A tax credit is a purchase or item that reduces the amount of your actual tax that must be paid to the federal government. It is different (and often more valuable) than a tax deduction. A tax deduction merely reduces your taxable income and, therefore, is subject to the changes in the tax rate. A tax credit, meanwhile, is not dependent on the tax rate and is worth the same to each taxpayer no matter what their income.

In the U.S., most tax credits are included with items that have a larger impact on society. There are tax credits for converting your home to solar power, for buying a fuel-efficient car or for returning to school. Other tax credits help those with a low income make the most of their earnings. There is the Earned Income Tax Credit for low-income workers that lets them keep more of their earnings. There are also tax credits for those who use daycare and childcare facilities to aid them in returning to work.

Below are some of the most common federal tax credits.

Energy tax credit

Homeowners who make improvements to their property with materials and equipment that is energy efficient may qualify for an energy tax credit from the federal government. For instance, the federal government currently allows a tax credit for the purchase of an energy efficient water heater, furnace or air conditioner. In addition, upgrading your windows and doors with energy efficient materials also may qualify for the tax credit. The credit is usually about 30 percent of the price of the item, up to $1,500 (the limit set in 2009 and 2010). For instance, if you purchased an air conditioner for $5,000 in 2009, you would receive the maximum federal tax credit of $1,500 (30 percent of the price) on your 2009 tax return.
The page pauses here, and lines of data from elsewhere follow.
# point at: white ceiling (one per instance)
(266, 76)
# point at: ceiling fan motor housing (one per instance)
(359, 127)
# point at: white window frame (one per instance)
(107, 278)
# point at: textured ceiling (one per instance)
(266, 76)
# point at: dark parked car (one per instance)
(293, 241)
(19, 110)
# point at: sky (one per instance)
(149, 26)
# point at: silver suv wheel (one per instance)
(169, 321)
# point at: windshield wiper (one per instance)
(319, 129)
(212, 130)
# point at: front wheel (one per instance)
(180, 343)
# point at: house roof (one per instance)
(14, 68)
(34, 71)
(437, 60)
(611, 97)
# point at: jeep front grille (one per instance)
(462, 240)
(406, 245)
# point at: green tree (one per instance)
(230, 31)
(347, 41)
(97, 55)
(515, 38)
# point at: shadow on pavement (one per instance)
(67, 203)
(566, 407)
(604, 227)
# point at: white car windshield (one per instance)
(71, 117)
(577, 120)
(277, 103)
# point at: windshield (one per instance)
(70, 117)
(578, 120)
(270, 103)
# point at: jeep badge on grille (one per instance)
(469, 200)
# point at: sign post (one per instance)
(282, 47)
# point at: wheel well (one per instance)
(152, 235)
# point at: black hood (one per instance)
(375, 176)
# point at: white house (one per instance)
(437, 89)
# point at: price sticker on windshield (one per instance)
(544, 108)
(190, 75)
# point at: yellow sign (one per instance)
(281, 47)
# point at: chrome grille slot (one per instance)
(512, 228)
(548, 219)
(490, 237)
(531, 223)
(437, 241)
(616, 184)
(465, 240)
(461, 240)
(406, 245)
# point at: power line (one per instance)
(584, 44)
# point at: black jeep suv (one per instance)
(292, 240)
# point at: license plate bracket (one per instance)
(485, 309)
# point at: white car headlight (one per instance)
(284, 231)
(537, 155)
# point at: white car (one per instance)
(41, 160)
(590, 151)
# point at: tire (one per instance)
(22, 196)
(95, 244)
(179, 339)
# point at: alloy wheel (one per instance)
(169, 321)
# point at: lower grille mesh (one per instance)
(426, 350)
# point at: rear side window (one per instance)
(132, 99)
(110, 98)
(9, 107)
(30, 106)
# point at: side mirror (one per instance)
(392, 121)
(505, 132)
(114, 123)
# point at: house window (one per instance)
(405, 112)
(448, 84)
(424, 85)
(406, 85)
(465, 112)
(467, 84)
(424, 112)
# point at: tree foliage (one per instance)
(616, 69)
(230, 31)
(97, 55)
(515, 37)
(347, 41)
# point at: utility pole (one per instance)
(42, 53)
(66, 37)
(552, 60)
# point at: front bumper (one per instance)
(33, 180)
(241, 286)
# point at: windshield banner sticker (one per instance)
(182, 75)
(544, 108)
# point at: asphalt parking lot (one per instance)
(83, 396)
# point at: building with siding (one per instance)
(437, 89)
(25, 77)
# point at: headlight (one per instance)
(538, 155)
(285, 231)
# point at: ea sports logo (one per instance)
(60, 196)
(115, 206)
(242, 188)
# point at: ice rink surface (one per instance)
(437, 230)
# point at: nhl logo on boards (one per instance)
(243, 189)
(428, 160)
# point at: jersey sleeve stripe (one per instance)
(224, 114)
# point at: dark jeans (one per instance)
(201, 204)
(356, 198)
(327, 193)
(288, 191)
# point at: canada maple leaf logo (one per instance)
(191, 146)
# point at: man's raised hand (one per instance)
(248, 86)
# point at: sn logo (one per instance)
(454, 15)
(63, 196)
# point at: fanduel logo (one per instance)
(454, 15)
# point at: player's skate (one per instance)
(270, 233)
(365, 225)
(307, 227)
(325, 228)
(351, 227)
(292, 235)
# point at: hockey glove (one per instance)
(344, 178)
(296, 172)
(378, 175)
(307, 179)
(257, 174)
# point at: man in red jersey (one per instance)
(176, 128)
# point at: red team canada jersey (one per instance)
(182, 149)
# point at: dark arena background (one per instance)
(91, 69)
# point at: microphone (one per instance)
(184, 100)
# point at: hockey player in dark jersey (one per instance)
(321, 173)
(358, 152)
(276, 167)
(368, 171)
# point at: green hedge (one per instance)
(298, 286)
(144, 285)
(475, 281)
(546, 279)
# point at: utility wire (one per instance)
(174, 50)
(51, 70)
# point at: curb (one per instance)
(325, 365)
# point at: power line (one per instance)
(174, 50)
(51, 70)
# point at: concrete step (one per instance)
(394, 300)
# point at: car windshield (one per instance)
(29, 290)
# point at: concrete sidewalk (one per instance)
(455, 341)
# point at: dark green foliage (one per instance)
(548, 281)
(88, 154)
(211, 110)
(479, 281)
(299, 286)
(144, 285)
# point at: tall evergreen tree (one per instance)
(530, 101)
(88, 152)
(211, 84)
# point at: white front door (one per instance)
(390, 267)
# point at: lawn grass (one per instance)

Restrictions stipulate that improvement must be made to existing homes (or mobile homes or condos) rather than newly constructed dwellings or rentals.

Childcare

Because childcare can be an important and necessary expense for many families, the federal tax credit for this expense can be important. The federal tax credit for childcare is usually equal to a percentage of the cost of childcare minus any reimbursements you may have received from any social service programs. The tax credit is based on your income. If you income is less than $15,000, your tax credit will begin at 35 percent of the expenses; if your adjusted gross income is $43,000 or more, your tax credit tops out at 20 percent of expenses. The maximum tax credit is $3,000 for one child and $6,000 for two or more. The childcare center you utilize must meet federal standards and have a total enrollment of six children or more.

Education

There are two federal tax credit programs that permit students to recoup the cost of attending school: The Lifetime Learning Credit and the Hope (or American Opportunity) Credit. The Lifetime Learning Credit gives you a federal tax credit of up to $2,000 or $4,000 for students in disaster areas to attend an eligible institution. The benefit of a Lifetime Learning Credit is that there is no limit to the number of years you can receive a tax credit and there is no requirement to pursue a degree. The Hope Credit (or American Opportunity Credit provides a maximum of $2,500 in federal tax credit and has recently been modified to make it eligible for students at four-year post-secondary institutions, rather than only two years as in the past. To receive the full credit, students must have an adjusted gross income of $80,000 or less or $160,000 or less for married couples that file jointly.

First-time homebuyer

One of the most popular of all the tax credits, the first-time homebuyer tax credit had recently been expanded to include $8,000 for homes constructed after December 31, 2008 and before May 1, 2010. And users of this tax credit have the added benefit of not being required to repay the credit (unless the owner sells the home within three years). The tax credit is limited to $75,000 for single owners and $150,000 for married couples. A reduced tax credit of $6,500 is offered to homeowners who have lived for in their homes for at least five straight years before moving into a new home. To receive the tax credit, the home must be bought after November 6, 2009.

They are many more federal tax credits available to qualified purchasers that can not only result in much-needed additions to their homes and lives, but be a big advantage to their bottom line come tax time.